Luego de un rato de ayudar a Sakura a acomodar sus cosas en la habitación que su amiga le había prestado, todas se sentaron en el comedor alrededor de la mesa a hablar de todo lo que había pasado desde que se vieron.
—Dime, Hinata. —Comenzó a hablar la Haruno con una sonrisa pícara en sus labios mirando a su amiga con los ojos entrecerrados— ¿Quién es tu novio? —Las demás miraron a su amiga impresionadas y la pelinegra se sonrojó toda.
—S-Se llama Naruto—Respondió jugando con sus dedos muy nerviosa—Lo conocí cuando fui a casa de Neji nii-san.
— ¿Cómo lo supiste, frentona? —Preguntó la rubia mirando a su amiga intrigada, la mencionada sólo se limitó a apuntar el lindo anillo que adornaba uno de los dedos de la Hyuga y esta se sonrojó todavía más.
— ¡¿Ya te pidió matrimonio?! —Gritó Temari apoyando sus manos en la mesa mirando de cerca la joya que lucía algo costosa.
—Sí, —Dijo Hinata mirando el anillo más sonrojada que antes— llevamos saliendo dos años.
Las demás chicas querían matar a la pelinegra por no haberles dicho antes que tenía novio y ésta se disculpó de inmediato alegando que le daba demasiada vergüenza para admitirlo.
—Ya te interrogaremos más tarde—la regañó Ino para luego voltear la cabeza hacia donde estaba Sakura y sonrió divertida. —por ahora tenemos algo más grande que discutir.
La Haruno se sintió cohibida al tener las miradas de sus amigas sobre ella y miró hacia otro lado, de todas formas ya sabía lo que le preguntarían.
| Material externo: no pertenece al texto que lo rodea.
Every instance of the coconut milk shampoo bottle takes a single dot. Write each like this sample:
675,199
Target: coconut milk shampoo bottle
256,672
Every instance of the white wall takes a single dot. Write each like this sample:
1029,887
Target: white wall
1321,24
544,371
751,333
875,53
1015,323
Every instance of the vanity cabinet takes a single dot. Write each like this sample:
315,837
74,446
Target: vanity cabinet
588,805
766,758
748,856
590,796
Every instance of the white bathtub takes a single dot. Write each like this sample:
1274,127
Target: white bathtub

Sus amigas se pararon de sus asientos al mismo tiempo y se acercaron a ella provocando que Sakura se cohibiera todavía más.
—Quiero que nos cuentes el chisme de principio a fin—comenzó Temari poniendo sus manos en sus caderas agachándose para mirar a su amiga más de cerca.
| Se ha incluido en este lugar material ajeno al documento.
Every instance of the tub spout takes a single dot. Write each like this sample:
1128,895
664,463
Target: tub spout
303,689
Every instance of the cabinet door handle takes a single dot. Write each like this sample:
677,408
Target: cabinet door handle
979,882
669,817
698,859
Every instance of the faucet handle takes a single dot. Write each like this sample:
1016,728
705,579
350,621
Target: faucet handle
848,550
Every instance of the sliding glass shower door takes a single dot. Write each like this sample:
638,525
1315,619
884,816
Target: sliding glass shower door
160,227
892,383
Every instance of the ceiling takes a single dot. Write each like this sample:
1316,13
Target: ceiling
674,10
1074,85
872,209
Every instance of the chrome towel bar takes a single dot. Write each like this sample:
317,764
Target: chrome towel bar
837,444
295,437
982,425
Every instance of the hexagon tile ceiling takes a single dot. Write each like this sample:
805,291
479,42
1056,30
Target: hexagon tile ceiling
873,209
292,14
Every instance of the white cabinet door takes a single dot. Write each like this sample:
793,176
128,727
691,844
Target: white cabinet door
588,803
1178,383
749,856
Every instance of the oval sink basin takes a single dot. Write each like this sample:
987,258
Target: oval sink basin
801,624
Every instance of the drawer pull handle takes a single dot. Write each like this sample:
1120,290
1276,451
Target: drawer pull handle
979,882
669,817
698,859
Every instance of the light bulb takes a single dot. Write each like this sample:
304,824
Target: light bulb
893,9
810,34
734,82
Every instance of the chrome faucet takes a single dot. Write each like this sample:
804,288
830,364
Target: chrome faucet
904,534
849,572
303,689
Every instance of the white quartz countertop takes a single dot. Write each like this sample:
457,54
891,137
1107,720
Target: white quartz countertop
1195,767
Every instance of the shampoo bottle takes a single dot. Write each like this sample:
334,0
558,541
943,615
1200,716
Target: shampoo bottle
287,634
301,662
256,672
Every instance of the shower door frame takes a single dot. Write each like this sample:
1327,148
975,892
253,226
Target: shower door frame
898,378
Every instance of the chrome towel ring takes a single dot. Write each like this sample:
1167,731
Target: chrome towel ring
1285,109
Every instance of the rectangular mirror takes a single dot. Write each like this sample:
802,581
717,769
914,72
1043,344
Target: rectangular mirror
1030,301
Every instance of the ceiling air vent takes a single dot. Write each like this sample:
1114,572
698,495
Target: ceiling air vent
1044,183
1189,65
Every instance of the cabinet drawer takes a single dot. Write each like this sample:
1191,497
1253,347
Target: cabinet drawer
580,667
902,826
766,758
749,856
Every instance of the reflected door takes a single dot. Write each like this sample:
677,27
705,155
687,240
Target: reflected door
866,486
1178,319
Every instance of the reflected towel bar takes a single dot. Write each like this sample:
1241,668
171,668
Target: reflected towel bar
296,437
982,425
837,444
—Con lujo de detalles—prosiguió la rubia repitiendo la acción de su amiga.
—Y sin rodeos—finalizó Hinata sujetando a Sakura de los hombros temiendo que se les escapara.
La chica empezó su relato desde que recibió al Uchiha en la cena hasta que se fue de su casa tras enojarse con Sumire; no había omitido ni un solo pensamiento, ni un sentimiento, ni un mínimo detalle, como si toda la historia hubiese ocurrido ayer. Sus amigas la miraron emocionadas, pero Hinata sintió que había algo que no la convencía del todo. Conocía a Sakura, ella siempre se había caracterizado por no enamorarse a primera vista de los hombres, porque su mala experiencia le había hecho detestarlos.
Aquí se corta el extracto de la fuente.